New Canton Restaurant
Sacramento, CA 95818-2658
Dim Sum on Sunday's is delightful, something natural. I remember going for dim-sum when I was 8 years old or so in Atlanta: there were cart-ladies, shrimp toasts with sesame seeds stuck to them, big squashy pork-buns, spareribs, on and on. The dining hall functioned at a volume normally restricted to air-force bases, and it was huge, at least to my underexperienced eyes. I have enjoyed dim-sum ever since. I've had it in one of the soul-centers for the stuff - Hong Kong - and was delighted to find the Sunday dim sum tradition is not particularly dissimilar from place to place. (There was nearly a riot over chicken buns at the joint in Hong Kong, of course... "They're from the country, they don't know better," our table mate informed us with a derisive wave - but riots are not a neccessity for dim sum enjoyment, not at all.)
New Canton is one of Sacramento's few dim sum outlets, and it does a pretty good job. There are the requesite carts, the crowds of loud shouting people, the fresh-fish tank, the jellyfish salad and steamed chicken feet and thousand-year-egg congee. Roast pork and duck are of course available for the masses.
Chicken feet, always about the goddamned chicken feet (fung zau).. They're pretty good here: large, flavorful, dipped in sauce. They are a total bitch to pick up with chopsticks, but one learns the technique eventually. You may recall the recent news story regarding the Chinese indignation that we might curtail their chicken-foot supply: American chickens have such "big, fat" feet.

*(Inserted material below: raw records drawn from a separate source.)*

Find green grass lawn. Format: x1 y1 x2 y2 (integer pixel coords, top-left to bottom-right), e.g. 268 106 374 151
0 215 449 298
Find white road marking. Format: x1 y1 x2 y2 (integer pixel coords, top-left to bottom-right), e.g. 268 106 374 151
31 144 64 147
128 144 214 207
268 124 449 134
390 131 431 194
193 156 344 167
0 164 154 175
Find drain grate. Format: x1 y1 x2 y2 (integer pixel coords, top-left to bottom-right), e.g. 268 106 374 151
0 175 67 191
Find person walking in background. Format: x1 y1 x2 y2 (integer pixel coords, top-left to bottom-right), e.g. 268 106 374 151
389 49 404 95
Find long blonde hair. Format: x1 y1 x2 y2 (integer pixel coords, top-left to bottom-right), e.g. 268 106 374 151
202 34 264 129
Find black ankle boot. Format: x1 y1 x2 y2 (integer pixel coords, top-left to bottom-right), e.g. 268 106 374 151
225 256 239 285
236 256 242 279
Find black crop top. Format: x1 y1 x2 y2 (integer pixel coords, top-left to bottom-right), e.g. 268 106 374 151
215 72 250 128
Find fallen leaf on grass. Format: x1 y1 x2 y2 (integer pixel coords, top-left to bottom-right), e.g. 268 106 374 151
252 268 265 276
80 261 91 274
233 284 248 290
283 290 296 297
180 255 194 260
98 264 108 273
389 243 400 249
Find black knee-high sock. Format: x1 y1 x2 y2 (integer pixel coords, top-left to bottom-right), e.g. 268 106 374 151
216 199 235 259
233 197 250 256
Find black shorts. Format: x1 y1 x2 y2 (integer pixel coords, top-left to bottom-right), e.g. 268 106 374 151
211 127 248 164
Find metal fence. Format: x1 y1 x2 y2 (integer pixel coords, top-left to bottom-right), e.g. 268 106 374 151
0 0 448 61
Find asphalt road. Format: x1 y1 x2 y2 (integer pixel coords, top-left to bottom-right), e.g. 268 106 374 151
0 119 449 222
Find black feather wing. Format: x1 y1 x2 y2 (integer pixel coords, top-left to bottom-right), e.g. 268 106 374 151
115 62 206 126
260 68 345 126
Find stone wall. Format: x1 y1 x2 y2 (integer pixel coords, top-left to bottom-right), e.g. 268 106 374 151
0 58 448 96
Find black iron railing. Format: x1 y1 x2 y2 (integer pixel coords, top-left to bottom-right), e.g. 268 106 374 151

Minced scallops in a fried dumpling. Pretty good, and thankfully served warm enough. Chilled fried stuff that's been circumnavigating around on carts for the past hour is never good.
Shrimp dumplings or har gau, a perennial favorite. Quite good here. They're one of those things that no one dreams about but are unavoidable in practice.
Seaweed salad and some sort of glutinous thing flavored with sesame I cannot identify. I happen to deeply enjoy glutinous things flavored with sesame, so this was a hit for me. Nice to have something chilled to go with the other dishes.
Fried salt and pepper shrimp (椒鹽蝦) head-on, the way God made em'. Very nice, and hot enough - don't bother if they are not piping hot. If you don't eat the heads, you're missing out on a delicious, fatty treat. Same principle as suckin' crawdad heads.
Fried dumplings with crab inside and an extremely crispy interior. Pretty good, though skip the sweet n' sour sauce, there ain't no excuse for that.
Spareribs with black bean sauce (pai gwhut). Bony, fatty, oh-so-comforting. Can't have dim sum without em'.
Char siu, or BBQ pork. New Canton does very good BBQ pork and duck - it's one of their specialities -and this was no exception, with a nice smoky flavor and a carefully balanced ratio of fat to meat.
Serve all this with copious amounts of tea, and all is right with the world. We found that going at noon beats the AM rush - a good idea if you're not interested in fighting to be heard over a sea of excited Cantonese conversation. On the other hand, sometime you are.